Basta que o juiz de julgamento peça novas provas e novas medidas cautelares. Quer dizer, a primeira instância se transformará em duas e, lógico, vai demorar ainda mais.
Além disso, como foi uma sacada de última hora, não ficou nada claro como o sistema seria introduzido e para quais instâncias valeria. Tanto foi assim que o presidente do STF, Dias Toffolli, que havia apoiado a medida, adiou sua aplicação por seis meses. Estava na cara que não havia a menor condição da entrada em vigor em 23 de janeiro próximo. O objetivo só podia ser um: criar confusão, paralisar os processos logo na dupla primeira instância.
Moro havia pedido o veto a esse dispositivo. O presidente Bolsonaro não vetou. O processo de Flávio Bolsonaro está na primeira instância. Bom, ficou para daqui a seis meses, mas o caso continua aí.

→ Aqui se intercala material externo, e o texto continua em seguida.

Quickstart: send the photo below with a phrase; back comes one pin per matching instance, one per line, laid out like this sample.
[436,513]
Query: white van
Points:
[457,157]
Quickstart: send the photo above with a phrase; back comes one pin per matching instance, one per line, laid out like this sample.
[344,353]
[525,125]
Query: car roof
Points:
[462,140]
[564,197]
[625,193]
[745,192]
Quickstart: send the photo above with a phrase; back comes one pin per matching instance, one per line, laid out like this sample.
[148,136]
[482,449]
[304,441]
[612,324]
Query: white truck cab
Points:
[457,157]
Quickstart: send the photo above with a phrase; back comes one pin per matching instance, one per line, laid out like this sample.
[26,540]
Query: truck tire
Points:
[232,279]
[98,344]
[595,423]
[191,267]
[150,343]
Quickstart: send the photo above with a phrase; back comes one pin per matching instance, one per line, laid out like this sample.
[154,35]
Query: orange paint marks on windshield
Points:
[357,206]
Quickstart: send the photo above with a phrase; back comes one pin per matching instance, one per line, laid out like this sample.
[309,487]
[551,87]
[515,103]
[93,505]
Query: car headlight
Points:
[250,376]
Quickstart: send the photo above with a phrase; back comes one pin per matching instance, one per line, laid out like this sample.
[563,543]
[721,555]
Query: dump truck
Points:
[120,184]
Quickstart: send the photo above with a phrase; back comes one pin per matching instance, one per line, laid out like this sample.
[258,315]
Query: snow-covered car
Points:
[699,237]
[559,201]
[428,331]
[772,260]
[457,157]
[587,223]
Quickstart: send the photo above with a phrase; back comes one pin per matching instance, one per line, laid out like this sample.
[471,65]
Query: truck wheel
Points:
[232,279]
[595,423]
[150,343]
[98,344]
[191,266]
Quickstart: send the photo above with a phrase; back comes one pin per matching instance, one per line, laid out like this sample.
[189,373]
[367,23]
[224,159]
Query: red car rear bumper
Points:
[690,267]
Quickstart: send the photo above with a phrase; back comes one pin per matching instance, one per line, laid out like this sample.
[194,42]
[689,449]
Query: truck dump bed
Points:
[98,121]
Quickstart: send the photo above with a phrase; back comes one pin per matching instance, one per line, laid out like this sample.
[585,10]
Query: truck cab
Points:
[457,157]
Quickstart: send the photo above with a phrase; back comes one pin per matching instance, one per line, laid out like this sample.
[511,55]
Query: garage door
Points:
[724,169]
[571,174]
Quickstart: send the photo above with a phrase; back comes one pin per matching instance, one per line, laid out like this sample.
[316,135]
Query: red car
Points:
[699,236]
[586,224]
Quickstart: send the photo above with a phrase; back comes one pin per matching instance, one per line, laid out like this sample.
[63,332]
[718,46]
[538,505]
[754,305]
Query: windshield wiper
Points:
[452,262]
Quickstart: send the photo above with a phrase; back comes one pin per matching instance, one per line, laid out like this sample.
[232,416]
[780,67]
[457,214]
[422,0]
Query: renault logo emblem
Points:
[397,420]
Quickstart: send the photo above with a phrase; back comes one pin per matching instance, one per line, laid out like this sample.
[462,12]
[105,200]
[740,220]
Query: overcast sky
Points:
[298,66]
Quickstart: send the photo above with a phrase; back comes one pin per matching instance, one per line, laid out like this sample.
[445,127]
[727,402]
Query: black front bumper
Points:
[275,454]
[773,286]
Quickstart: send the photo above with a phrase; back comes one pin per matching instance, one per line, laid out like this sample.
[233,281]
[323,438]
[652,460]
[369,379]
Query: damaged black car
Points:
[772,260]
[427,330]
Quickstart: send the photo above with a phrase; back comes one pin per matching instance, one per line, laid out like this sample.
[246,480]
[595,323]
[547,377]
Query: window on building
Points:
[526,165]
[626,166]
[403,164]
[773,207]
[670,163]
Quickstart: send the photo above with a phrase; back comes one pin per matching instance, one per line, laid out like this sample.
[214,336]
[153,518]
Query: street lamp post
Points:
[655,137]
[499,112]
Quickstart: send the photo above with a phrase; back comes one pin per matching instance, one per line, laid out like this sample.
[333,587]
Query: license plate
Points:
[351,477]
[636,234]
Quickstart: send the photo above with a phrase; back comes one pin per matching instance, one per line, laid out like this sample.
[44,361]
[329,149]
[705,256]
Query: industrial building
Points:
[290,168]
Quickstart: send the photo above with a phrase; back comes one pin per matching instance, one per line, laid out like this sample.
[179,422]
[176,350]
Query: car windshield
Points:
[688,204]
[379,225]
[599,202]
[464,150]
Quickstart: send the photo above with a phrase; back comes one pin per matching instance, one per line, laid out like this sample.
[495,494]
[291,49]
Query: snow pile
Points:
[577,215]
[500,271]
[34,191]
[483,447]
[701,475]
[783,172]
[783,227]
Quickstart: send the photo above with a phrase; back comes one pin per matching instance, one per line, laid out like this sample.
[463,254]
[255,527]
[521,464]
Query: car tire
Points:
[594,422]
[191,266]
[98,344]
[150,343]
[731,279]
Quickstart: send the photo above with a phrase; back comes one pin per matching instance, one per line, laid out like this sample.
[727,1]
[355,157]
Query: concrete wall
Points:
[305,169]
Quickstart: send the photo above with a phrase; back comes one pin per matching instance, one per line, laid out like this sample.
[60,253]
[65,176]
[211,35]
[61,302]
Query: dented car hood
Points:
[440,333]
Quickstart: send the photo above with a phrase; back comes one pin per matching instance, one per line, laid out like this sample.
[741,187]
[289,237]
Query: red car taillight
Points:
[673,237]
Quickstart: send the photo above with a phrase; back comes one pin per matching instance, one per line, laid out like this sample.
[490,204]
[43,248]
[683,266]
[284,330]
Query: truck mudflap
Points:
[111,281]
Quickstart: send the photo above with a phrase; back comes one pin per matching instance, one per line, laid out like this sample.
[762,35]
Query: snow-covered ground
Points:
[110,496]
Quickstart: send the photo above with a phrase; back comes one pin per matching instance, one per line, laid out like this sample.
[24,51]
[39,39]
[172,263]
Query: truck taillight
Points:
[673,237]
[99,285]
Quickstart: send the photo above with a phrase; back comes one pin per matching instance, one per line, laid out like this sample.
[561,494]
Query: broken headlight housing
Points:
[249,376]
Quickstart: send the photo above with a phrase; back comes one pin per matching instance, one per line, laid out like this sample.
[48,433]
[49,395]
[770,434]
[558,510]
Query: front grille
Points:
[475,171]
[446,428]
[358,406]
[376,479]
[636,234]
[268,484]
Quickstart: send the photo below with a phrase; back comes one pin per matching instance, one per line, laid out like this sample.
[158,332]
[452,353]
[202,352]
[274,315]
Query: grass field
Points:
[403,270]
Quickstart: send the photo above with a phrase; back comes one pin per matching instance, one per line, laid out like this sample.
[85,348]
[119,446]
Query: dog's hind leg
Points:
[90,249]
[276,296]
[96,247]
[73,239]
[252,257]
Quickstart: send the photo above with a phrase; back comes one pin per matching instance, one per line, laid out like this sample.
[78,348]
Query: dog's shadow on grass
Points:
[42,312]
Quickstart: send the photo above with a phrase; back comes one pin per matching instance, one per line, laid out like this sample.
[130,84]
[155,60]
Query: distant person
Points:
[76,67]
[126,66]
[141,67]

A segunda safadeza foi descrita na coluna de Merval Pereira na edição de ontem. Resumindo: com o fim do foro privilegiado, todos os processos envolvendo deputados e senadores vão para a primeira instância. Mas os parlamentares estão articulando uma ressalva para determinar que o juiz de primeira instância não poderá decretar medidas cautelares contra deputados e senadores. Não poderão, por exemplo, determinar quebras de sigilo ou prisão preventiva. Direto ao ponto, não se poderá produzir provas.
Agora, acrescente aí o juiz das garantias. Se este não poderá determinar as medidas cautelares, como o juiz de julgamento julgará? Absolvição certa — e aí já vai bem para as instâncias infinitas.
Tudo considerado: o combate à corrupção será mantido se o Congresso aprovar a prisão em segunda instância e derrubar todo o resto, juiz de garantias e a garantia extra a deputados e senadores.